D'altra parte, le donne che i pubblici costumi non ancora ne difendevano la  debolezza, erano il principale oggetto della generosa protezione di questi cavalieri di ventura, che i romanzi avevano definito erranti.

Essi, alla galanteria, che costituiva una forma di amore, sconosciuta all'antichità, alla quale aveva dato nascita il cristianesimo, mescolandolo ai piaceri sensuali, al rispetto per la donna e alla fede, in una specie di culto religioso; a questo modo la vita del cavaliere si alternava tra l'amore e le sanguinose avventure o le guerre e non era raro che sposando una giovane e bella titolare di un feudo ne divenissero i feudatari (come abbiamo visto verificarsi in Terrasanta per Raimondo di Poitiers e Rinaldo di Chatillion v. ASrt. I mille anni dell’impero di Bisanzio Cap.

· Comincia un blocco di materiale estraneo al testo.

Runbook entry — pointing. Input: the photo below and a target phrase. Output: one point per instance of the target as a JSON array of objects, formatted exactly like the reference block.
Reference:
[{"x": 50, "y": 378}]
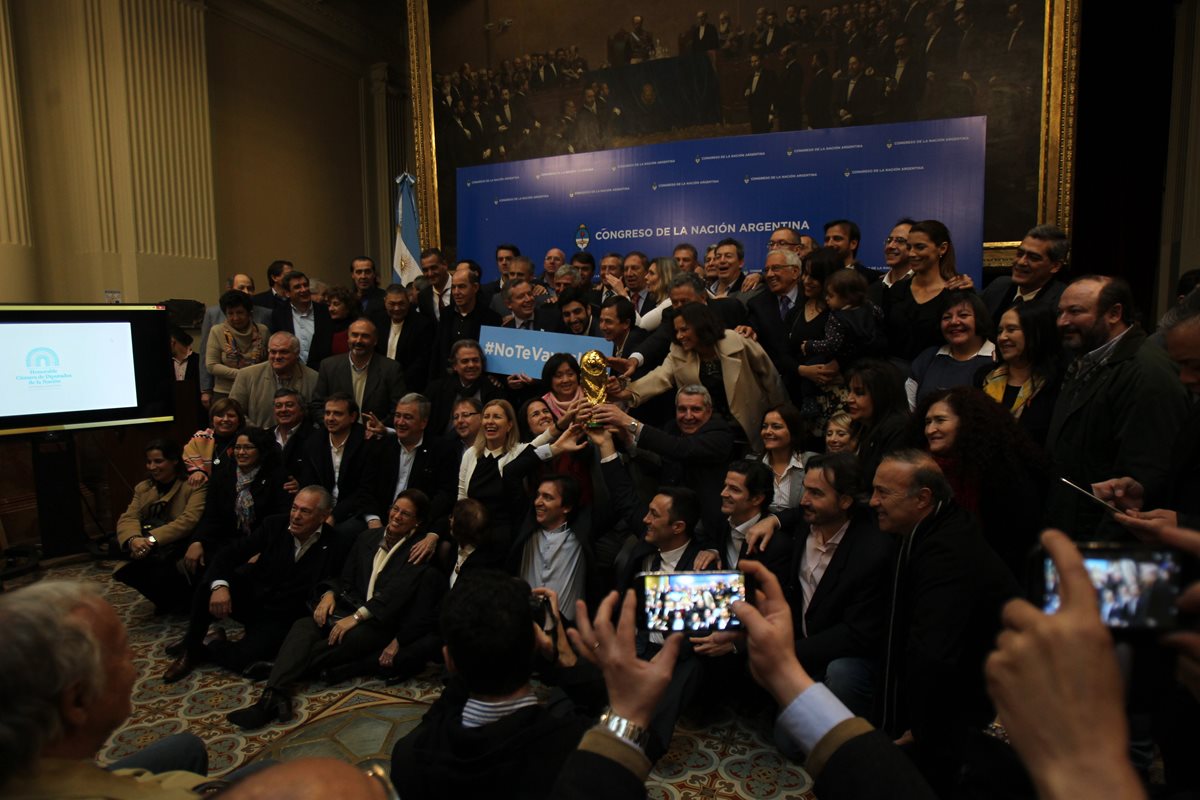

VIII, P. II).

Ma sia per quanto riguarda le donne sia per le loro azioni, non tutti i cavalieri erano così angelici: Vi era in ambedue i casi anche il rovescio della medaglia.

Per le damigelle il libertinaggio diffuso in tutta Europa  (come testimoniato dall’abate Vely),  sostituiva la galanteria che portava le dame, a offrire,  per stravagante cortesia” ai cavalieri che le visitavano, le loro damigelle d’onore, per condividere con loro il letto e spesso le damigelle erano anche rapite dai loro cavalieri spasimanti o anche stuprate; e in questo contesto di erotismo diffuso, non deve meravigliare che all’inizio del XIII sec., nell’esercito di Luigi VIII di Francia, i campioni che combattevano per la religione, avevano al seguito ben millecinquecento concubine.

Nell’XI sec. i grandi di Francia, oltre a darsi “sfrontatamente ai vizi più vergognosi” (tra i quali era annoverato l’incesto che per l’epoca non era proprio una rarità, con gli esempi dati dallo stesso Carlomagno, (v. cit. art.) finivano per comportarsi da banditi.

Il duca di Borgogna, assaltava il vescovo di Caterbury, Ugo di Pamplona, conte di Rochefort rapinava i viandanti sulle strade maestre, togliendo loro denari e cavalli; l’abate Sugero riferiva che i signori di Roche-Guyon, padre e nonno rubavano e saccheggiavano, e il giovane Guido (rispettivamente figlio e nipote) era probo e leale e si asteneva dal rubare, ma perché era morto giovane (il cognato lo uccise assieme alla sorella, che era sua moglie), ma se fosse vissuto più a lungo sarebbe diventato come il padre e il nonno.

La religione dei cavalieri spesso impartita da religiosi ignoranti, era superficiale ed essi erano convinti che qualunque delitto potessero commettere, alla fine, arrivava l'assoluzione che gli salvava l’anima o con qualche pellegrinaggio in luoghi santi, o combattendo gli infedeli o in vecchiaia ritirandosi come monaci in un monastero o più semplicemente facendosi mettere il saio quando erano in punto di morte o appena esalato l'ultimo respiro.

Un esempio è dato  dalla preghiera fatta dal cavaliere Stefano Vignoles detto La-Hire nel 1427, che con il conte di Dunois sdo stava recando a liberare la città assediata di Montargis, il quale aveva chiesto al cappellano l'assoluzione dei suoi peccati, ma il cappellano gli rispose che doveva confessarsi, egli però gli disse che doveva andare a combattere e non aveva tempo e così ottenne l'assoluzione e dopo, con le mani giunte, fece questa preghiera: “Dio  ti prego di fare oggi per La-Hire quello che tu vorresti che La-Hire facesse se fosse Dio e che tu fossi La-Hire”.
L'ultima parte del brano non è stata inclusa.